I went around to the service area in front of the Perspex-enclosed cooking area where you pass your bowl to one of the chefs through the clearly-marked IN window, watch as the chef cooks your ingredients, and finally move to the clearly-marked OUT window where the chef hands you your freshly-cooked meal.
Most times, diners get the drift by forming an orderly queue to IN and progressing as required to OUT.
Tonight, though, the young family before me and a few other diners hadn’t gotten the drift. Several bowls were lined up on the counter on the wrong side of IN, and their owners were standing every-damn-where.
Without a word, I went around to the correct side of IN, placed my bowl there and stepped back to show that I wasn’t pushing in but that I knew the drift.
Soon, a few more arrivals fell into correct sequence behind me – although the jerk after me not only stood uncomfortably close, but actually slid his bowl right up against mine with a clink.
Fucking arsehole! Get the FUCK out of my personal space!
A moment later, though, he went over to the buffet area for a look, and I moved my bowl away from his.
A few minutes later with a steaming bowl of wonderful-looking food in one hand, I went back to my table to finally relax with dinner and reading…
…but when I got to my table, I found another steaming bowl of different food sitting there.
I stopped, and stared.
What was THIS?!?
This new bowl contained what looked like one of my favourite buffet dishes, although it wasn’t available tonight because of the different dishes there.
One of the senior staff hurried over and explained that the new bowl had been specially prepared for me as it wasn’t available from the buffet that night.
For a moment, I was genuinely struck dumb and touched greatly by this unexpected act of generosity and kindness – which was especially appreciated after what had happened during the previous hour, although the restaurant folks knew nothing about it.
Fortunately, though, I quickly remembered my manners, and I thanked them very much a couple of times.
I sat down, fired up the Kindle to begin reading and found the new bowl of food too good to resist, so I started eating from that first.
A few minutes of very welcome eating and reading passed…until I found that the indigestion-like pain was not only still there, but that I couldn’t eat another bite.
There was only one thing to do.
I calmly went to the toilet, occupied a stall and calmly threw up what I’d just eaten.
That pain vanished, and my whole body relaxed.
I stood there for a moment and enjoyed a few deep breaths, and then I washed up and returned to my table.
I settled in with dinner and reading, and later some surfing.

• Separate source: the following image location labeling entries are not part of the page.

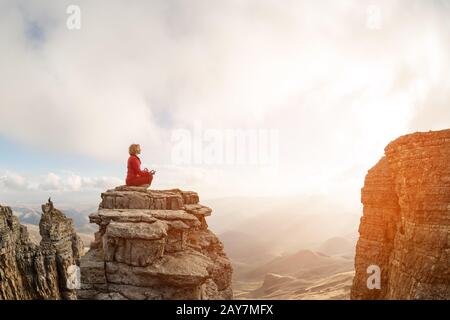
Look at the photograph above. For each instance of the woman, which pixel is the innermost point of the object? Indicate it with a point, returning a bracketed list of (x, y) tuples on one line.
[(136, 176)]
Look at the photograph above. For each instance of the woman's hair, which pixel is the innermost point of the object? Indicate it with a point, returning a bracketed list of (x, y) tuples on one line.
[(132, 150)]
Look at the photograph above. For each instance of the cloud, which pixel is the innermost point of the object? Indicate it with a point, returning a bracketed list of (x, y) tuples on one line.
[(13, 181), (74, 183), (337, 89), (51, 182)]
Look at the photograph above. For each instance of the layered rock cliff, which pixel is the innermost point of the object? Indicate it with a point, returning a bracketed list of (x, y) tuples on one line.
[(154, 245), (30, 271), (405, 228)]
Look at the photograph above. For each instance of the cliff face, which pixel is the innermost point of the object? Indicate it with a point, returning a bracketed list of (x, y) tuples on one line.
[(405, 228), (154, 245), (29, 271)]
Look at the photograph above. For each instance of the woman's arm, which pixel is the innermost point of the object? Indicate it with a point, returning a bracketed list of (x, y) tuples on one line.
[(136, 166)]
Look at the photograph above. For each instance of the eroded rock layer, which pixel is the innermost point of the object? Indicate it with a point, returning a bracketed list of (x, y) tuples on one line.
[(29, 271), (405, 228), (154, 245)]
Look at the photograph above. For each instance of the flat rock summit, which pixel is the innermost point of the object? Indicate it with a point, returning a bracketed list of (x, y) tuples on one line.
[(154, 244)]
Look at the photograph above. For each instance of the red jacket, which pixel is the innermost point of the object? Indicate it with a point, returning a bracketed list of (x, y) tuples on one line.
[(134, 168)]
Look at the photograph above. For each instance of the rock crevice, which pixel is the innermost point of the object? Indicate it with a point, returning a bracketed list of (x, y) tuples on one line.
[(30, 271)]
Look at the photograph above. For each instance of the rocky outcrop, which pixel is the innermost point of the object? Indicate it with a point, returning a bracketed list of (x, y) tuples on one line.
[(154, 245), (30, 271), (405, 228)]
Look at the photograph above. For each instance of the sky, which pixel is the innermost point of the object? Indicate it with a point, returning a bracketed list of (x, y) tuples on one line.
[(316, 88)]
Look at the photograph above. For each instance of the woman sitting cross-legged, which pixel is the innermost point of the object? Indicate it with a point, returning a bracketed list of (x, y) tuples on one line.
[(136, 176)]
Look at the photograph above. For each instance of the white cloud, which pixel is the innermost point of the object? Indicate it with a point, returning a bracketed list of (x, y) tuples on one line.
[(337, 90), (13, 181), (71, 182), (51, 182)]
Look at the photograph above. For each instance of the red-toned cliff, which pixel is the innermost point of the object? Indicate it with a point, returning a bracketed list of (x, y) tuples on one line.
[(405, 227)]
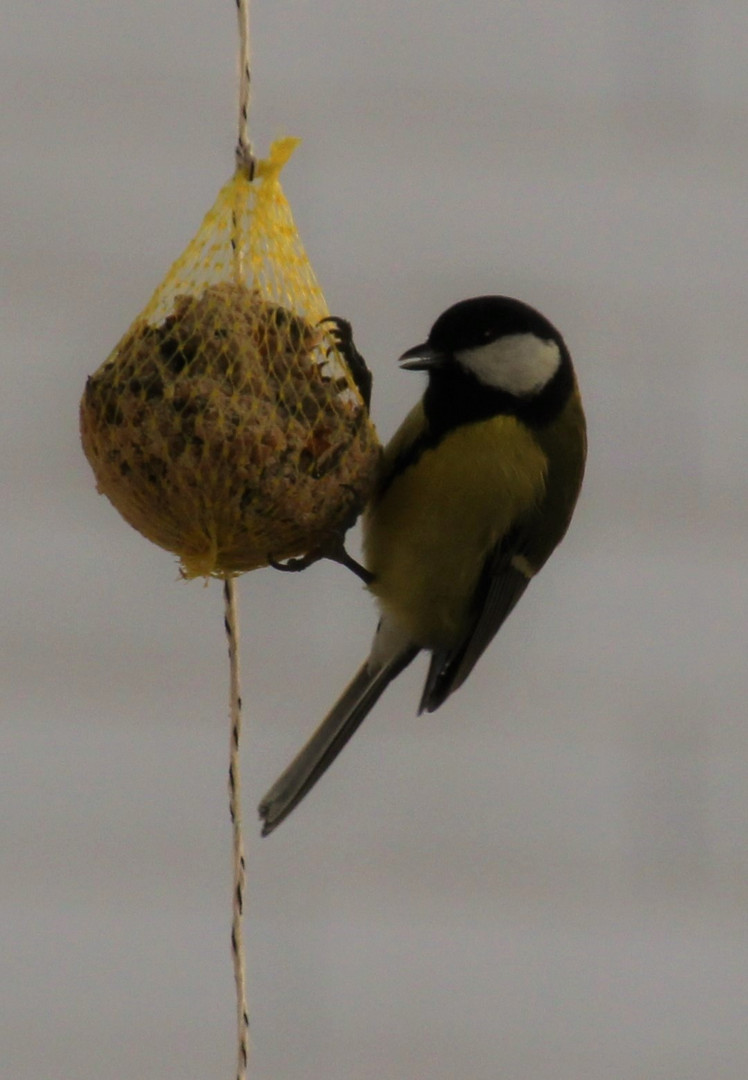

Not long after, the large party at the nearby tables arrived. They were noisy, but it didn’t bother me.
A few hours later, on my way home and with my hands laden with two heavy carry-bags of groceries, I returned to Oxford and Crown.
Traffic was flowing normally again, and all sign of what had happened there a few hours before was completely gone.
A few times back at the restaurant, I had checked online for any news about the accident, but there had been none.
To my right across Oxford was Pie Face, but with my hands full of heavy groceries it wasn’t worth the effort to go there for a free mini-pie.
I waited until WALK appeared, and as I crossed Crown I glanced once more at where the victim of the accident had lain.
Again, no sign at all of what had happened there earlier.
I continued past and headed for home.